U. California Davis Law Review

Publication Date

2019

Abstract

In most contexts, making up data is forbidden - considered fraudulent, even immoral. Not so in patents. Patents often contain experimental data, and it is perfectly acceptable for these experiments to be entirely fictional. These so-called “prophetic examples” are not only explicitly permitted by both the Patent Office and federal courts, but are considered equivalent to factual data in patent doctrine. Though prophetic examples are thought to be common, there are no in-depth studies of the practice, nor any explanation for why fictional data are allowed in patents.

Here, I provide the first historical, theoretical, and empirical analysis of prophetic examples. I collect and analyze a novel dataset of over 2 million U.S. patents and applications from the biology and chemistry industries. I find that at least 17% of experiments in this population are fictional. Through both empirical and theoretical analyses, I weigh the potential costs and benefits of prophetic examples and find that the costs prevail. Prophetic examples could be beneficial if they help patentees; but I find little evidence that they do so, even in the specific situations in which they should be the most useful. Instead, prophetic examples likely hinder innovation because they prevent others from conducting their own experiments – even after the patent has expired and even if the prophetic example is incorrect. Prophetic examples also hopelessly confuse scientists – a shocking 99% of scientific articles incorrectly cite prophetic examples as if they contained factual information – which means that made-up results from patents contaminate the scientific literature.

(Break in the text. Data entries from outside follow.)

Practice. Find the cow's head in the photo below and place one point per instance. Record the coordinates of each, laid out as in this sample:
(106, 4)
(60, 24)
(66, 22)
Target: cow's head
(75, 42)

Given these harms, I argue for a shift from prophesies to more clearly delimited hypotheses – roadmaps for future research, but nothing more – preserving what value there is in speculation while mitigating the clear harms of the practice. Beyond these concrete policy recommendations, my findings also have rich implications for theoretical debates about the physicality of invention, when and to whom patents should be granted, how patents transmit information, and, ultimately, how best to incentivize innovation.